Е.S.: In my opinion, it has improved, and in the first place precisely due to the introduction of the institution of private performers. And even today there are not so many private performers in Ukraine and they are limited by the limit of the general debt collection and the opening of production with respect to state bodies, but still their appearance is a huge step forward in the proper implementation of court decisions. Regarding the practice of our law firm, since the appearance of the first private performers, we have repeatedly resorted to cooperation with them in the interests of our clients. And in almost all cases we were satisfied with such cooperation – its effectiveness and success. The reason is that private performers are more independent of the administrative pressure exerted on them, cooperating with them is absolutely transparent, and, most importantly, they are much more motivated to the result than their “state” colleagues.

—  What has the legal market acquired by the introduction of a lawyer’s monopoly on judicial representation?

Е.S.: Considering the fact that before the end of 2018, the representation of interests in the courts of first instance is still possible not only by lawyers, it is still too early to talk about the full onset of a lawyer monopoly in the legal market, but  just around the corner – on January 1, 2019. Since the adoption of amendments to the procedural legislation providing for the gradual introduction of a lawyer’s monopoly, many practicing lawyers who do not have a certificate of the right to engage in advocacy, have rushed to storm the qualification chambers of the Qualification and Disciplinary Bar Commission (QDBC) of all regions to pass the appropriate examination and obtain a certificate the right to be engaged in advocacy. This led to the fact that most of the QDBC are now overloaded with taking exams. For example, in the Dnepropetrovsk region, the turn out of applicants admitted to the examination was formed already a year ahead. Being a member of the qualification chamber of the region QDBC, I can say with confidence that the introduction of such a monopoly will positively affect and already affects the legal market.. Even the fact of the long preparation and passing of the examination influencing the right to practice as a lawyer, the subsequent internship and the need for continuous improvement of the lawyers’ professional skills show that the lawyer is in most cases more professional and better prepared than a lawyer without a certificate. Accordingly, the introduction of a lawyers monopoly has made some adjustments in the labor market, lawyers, leading to the fact that in most cases, applicants for employment are required for mandatory presence of their lawyer’s status. Indeed  a practicing lawyer with no license to practice law, will not be able to represent interests in the courts, simply cease to be “practicing” and interesting for the employer, including for legal companies.

—  What is left out of the public limelight of reformers?

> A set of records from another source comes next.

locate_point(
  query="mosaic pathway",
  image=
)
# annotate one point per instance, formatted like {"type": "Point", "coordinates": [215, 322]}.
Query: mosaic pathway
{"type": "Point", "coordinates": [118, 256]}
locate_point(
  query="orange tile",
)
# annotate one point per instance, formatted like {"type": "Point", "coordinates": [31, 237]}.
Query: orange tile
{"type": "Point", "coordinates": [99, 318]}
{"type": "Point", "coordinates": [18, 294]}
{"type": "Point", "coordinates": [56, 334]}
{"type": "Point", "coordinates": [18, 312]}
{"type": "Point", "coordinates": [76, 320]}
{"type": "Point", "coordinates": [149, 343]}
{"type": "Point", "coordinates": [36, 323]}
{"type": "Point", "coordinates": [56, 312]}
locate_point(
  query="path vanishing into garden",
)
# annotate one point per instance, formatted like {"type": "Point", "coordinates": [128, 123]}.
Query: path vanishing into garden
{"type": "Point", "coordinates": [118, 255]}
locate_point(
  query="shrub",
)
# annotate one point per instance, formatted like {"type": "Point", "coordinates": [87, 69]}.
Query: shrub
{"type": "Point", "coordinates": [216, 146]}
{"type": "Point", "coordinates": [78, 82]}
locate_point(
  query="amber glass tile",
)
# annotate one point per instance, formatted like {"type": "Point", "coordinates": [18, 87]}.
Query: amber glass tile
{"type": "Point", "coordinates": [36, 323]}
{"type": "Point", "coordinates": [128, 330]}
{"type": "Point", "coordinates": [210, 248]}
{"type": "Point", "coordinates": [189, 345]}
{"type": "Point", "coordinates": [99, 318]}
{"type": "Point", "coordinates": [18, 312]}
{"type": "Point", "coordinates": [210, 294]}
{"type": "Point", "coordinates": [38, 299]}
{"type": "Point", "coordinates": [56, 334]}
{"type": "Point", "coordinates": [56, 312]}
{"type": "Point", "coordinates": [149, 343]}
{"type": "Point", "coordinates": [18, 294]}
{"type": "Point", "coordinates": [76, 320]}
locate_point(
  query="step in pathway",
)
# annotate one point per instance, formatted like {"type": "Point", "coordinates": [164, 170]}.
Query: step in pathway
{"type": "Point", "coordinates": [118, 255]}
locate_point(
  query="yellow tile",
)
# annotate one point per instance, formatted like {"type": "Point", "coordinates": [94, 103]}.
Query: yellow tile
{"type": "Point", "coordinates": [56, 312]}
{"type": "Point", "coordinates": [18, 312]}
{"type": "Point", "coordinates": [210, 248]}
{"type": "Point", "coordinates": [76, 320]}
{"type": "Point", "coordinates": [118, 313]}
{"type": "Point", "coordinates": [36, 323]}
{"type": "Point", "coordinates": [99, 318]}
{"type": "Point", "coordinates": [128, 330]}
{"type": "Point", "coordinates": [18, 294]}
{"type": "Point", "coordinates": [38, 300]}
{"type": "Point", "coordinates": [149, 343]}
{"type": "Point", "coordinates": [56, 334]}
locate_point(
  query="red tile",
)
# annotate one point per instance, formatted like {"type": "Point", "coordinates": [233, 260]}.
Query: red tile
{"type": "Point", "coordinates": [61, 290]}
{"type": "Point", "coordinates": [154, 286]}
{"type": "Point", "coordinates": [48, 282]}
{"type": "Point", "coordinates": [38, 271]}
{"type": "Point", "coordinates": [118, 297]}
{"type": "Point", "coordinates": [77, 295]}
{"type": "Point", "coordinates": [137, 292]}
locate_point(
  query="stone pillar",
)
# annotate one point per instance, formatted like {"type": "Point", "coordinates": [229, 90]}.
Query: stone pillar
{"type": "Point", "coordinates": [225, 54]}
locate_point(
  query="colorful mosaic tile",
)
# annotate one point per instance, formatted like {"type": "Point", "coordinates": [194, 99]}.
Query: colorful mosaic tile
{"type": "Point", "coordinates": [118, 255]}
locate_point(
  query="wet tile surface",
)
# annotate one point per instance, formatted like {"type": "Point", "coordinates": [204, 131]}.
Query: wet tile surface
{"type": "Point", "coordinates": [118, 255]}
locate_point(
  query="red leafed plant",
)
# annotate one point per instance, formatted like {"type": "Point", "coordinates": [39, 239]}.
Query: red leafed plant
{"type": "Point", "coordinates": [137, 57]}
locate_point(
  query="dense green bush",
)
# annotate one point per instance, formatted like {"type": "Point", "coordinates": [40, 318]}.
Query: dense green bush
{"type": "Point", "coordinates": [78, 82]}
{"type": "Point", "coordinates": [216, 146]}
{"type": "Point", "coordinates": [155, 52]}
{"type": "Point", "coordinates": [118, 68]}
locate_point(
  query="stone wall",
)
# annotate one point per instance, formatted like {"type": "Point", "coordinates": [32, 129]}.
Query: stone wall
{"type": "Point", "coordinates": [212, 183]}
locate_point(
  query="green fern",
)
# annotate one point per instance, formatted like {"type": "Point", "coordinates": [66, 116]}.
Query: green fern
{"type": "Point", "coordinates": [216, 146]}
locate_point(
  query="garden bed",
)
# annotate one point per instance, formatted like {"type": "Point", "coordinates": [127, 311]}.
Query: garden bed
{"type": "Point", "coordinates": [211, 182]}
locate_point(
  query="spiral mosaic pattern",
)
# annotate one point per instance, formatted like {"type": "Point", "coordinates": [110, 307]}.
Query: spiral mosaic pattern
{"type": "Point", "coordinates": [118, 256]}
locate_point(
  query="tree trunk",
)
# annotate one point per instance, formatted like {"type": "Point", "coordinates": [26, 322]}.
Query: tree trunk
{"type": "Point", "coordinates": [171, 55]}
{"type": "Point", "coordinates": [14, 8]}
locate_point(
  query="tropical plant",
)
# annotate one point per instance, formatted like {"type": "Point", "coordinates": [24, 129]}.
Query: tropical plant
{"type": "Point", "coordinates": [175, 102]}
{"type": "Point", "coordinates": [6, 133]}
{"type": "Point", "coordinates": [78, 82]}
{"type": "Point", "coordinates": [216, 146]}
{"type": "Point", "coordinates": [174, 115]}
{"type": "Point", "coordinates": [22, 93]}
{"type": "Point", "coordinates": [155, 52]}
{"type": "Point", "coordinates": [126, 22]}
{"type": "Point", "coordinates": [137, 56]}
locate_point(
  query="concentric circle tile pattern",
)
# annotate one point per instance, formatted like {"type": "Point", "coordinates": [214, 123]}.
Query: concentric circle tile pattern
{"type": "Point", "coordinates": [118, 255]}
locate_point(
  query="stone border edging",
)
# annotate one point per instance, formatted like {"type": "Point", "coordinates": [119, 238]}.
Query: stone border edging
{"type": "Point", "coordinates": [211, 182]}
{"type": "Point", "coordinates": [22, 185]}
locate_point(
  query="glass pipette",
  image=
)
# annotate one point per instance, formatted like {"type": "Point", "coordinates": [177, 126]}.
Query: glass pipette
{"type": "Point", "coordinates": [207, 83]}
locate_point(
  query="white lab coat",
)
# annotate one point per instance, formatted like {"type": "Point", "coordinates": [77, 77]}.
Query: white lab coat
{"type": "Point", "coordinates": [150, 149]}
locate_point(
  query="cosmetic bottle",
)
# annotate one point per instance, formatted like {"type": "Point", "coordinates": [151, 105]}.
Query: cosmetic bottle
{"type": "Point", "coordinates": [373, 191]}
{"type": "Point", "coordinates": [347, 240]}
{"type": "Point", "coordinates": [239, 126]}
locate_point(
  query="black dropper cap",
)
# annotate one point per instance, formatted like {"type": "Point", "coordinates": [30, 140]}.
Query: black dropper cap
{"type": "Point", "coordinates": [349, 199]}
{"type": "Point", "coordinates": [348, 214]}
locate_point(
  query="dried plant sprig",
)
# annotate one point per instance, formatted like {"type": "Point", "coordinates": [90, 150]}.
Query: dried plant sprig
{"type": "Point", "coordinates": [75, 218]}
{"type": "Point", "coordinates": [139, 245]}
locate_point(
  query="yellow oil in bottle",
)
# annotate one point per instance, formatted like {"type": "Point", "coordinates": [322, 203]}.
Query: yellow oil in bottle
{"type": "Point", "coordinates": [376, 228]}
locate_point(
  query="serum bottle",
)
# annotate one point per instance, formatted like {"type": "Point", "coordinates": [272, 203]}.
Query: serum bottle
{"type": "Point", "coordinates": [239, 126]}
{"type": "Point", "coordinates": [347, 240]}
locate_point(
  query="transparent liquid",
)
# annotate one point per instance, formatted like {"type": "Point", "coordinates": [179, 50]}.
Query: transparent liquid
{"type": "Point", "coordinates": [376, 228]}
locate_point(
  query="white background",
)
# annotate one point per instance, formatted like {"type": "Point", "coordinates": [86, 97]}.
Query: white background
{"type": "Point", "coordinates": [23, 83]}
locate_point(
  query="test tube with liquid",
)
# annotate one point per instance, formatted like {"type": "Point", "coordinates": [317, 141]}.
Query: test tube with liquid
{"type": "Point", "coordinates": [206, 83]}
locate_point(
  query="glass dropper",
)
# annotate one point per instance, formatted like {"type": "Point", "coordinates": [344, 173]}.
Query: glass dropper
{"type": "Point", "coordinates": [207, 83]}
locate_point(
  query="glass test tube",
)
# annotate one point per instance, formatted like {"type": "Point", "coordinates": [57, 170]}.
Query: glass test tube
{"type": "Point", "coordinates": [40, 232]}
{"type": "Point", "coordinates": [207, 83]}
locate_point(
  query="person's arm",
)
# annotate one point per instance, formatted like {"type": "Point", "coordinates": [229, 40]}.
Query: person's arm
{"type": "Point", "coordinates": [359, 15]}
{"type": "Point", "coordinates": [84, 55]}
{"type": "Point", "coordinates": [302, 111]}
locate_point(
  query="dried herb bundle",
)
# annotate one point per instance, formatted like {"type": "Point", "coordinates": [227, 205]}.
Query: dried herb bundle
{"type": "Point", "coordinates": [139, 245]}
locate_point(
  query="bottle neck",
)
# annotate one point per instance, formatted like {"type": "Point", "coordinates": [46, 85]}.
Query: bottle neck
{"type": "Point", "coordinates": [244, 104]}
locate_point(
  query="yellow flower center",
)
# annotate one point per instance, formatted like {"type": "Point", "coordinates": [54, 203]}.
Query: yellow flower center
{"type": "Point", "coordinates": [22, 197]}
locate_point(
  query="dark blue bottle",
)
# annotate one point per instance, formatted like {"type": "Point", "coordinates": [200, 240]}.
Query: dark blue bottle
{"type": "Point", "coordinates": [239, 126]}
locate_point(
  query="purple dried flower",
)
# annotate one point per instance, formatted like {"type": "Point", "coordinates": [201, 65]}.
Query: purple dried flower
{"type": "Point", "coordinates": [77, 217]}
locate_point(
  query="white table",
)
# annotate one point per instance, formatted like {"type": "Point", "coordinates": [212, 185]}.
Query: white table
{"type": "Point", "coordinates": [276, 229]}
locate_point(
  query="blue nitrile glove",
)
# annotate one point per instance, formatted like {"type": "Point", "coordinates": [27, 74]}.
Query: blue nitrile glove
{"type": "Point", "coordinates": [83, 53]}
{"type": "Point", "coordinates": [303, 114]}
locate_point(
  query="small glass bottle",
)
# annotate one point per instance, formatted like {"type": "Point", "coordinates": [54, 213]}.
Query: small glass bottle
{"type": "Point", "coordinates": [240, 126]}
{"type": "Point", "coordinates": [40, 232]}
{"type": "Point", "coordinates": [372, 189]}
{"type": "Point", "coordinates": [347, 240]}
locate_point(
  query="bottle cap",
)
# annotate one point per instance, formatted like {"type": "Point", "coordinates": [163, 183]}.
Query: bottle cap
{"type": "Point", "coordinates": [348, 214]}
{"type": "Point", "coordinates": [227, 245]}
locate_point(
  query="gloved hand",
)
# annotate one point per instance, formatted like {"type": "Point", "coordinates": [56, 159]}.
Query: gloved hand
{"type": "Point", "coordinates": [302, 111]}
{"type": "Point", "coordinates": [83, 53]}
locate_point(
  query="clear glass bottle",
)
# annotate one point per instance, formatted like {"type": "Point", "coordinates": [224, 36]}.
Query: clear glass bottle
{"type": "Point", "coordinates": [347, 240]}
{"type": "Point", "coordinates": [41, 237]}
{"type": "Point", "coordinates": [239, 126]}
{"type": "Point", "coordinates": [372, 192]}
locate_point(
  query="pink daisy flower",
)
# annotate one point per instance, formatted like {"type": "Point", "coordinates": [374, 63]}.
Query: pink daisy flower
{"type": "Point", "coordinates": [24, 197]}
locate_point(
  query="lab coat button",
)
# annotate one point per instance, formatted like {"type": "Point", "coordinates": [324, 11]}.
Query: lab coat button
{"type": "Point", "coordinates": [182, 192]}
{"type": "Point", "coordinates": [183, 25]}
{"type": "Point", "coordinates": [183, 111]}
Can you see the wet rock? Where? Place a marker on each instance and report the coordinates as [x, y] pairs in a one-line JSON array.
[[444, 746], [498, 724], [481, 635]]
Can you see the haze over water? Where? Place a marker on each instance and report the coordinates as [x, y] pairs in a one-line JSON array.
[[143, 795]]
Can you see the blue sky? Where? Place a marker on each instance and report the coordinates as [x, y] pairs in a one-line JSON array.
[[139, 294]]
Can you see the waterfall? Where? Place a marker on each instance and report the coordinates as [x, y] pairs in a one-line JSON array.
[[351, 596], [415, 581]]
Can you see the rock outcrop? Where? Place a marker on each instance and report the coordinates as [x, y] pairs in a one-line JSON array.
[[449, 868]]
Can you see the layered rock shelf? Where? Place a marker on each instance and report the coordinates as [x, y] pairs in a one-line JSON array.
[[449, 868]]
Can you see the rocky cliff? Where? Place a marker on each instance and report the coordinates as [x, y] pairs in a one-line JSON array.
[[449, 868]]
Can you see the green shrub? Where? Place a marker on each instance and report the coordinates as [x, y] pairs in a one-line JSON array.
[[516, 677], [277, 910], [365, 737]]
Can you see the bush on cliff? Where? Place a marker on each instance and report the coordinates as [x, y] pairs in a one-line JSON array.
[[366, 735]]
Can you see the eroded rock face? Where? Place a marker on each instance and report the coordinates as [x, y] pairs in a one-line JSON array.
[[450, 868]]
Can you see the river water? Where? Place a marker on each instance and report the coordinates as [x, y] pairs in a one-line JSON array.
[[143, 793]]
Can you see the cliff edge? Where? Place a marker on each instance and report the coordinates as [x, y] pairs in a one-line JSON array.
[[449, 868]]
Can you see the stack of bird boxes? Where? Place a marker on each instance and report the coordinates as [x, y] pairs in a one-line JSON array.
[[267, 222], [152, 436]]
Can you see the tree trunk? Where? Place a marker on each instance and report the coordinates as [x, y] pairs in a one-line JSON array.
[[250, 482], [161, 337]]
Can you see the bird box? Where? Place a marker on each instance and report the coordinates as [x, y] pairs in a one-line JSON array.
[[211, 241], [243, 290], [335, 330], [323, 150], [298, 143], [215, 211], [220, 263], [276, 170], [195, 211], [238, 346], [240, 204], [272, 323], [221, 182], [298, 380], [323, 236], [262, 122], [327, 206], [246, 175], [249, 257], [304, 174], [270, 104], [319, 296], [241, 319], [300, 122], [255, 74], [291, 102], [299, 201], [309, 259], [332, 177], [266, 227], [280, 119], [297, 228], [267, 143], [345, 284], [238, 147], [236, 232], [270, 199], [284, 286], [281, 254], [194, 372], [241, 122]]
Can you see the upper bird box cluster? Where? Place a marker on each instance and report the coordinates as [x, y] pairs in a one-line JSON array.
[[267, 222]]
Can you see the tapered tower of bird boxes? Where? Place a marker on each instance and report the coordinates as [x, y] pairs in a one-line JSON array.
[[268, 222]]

D.M.: Morals. Those who have studied at European or American law schools know how they increase focus on the social role of justice. Justice is not business, lawyers go there not to earn money, but to protect the interests of the weak from the arbitrariness of the state and corporations, maintain public order and restore justice. This is the reason that the independence of the judges and the guarantees of their activities are so important: they can freely pass verdicts against the state, without fear of revenge taken for their actions.

With regard for our country, most judges have developed a habit of curry favor with the authorities rather than limiting their abuse. Therefore, the investigating judges thoughtlessly stamp the search orders, without going into the essence of the matter; therefore, it is impossible to collect damages for unlawful actions of a state body in Ukrainian courts; so cases on charges of high-ranking officials in corruption crimes are not assigned to hearings for months and years. And the reform did in no way affect this aspect of the Ukrainian justice.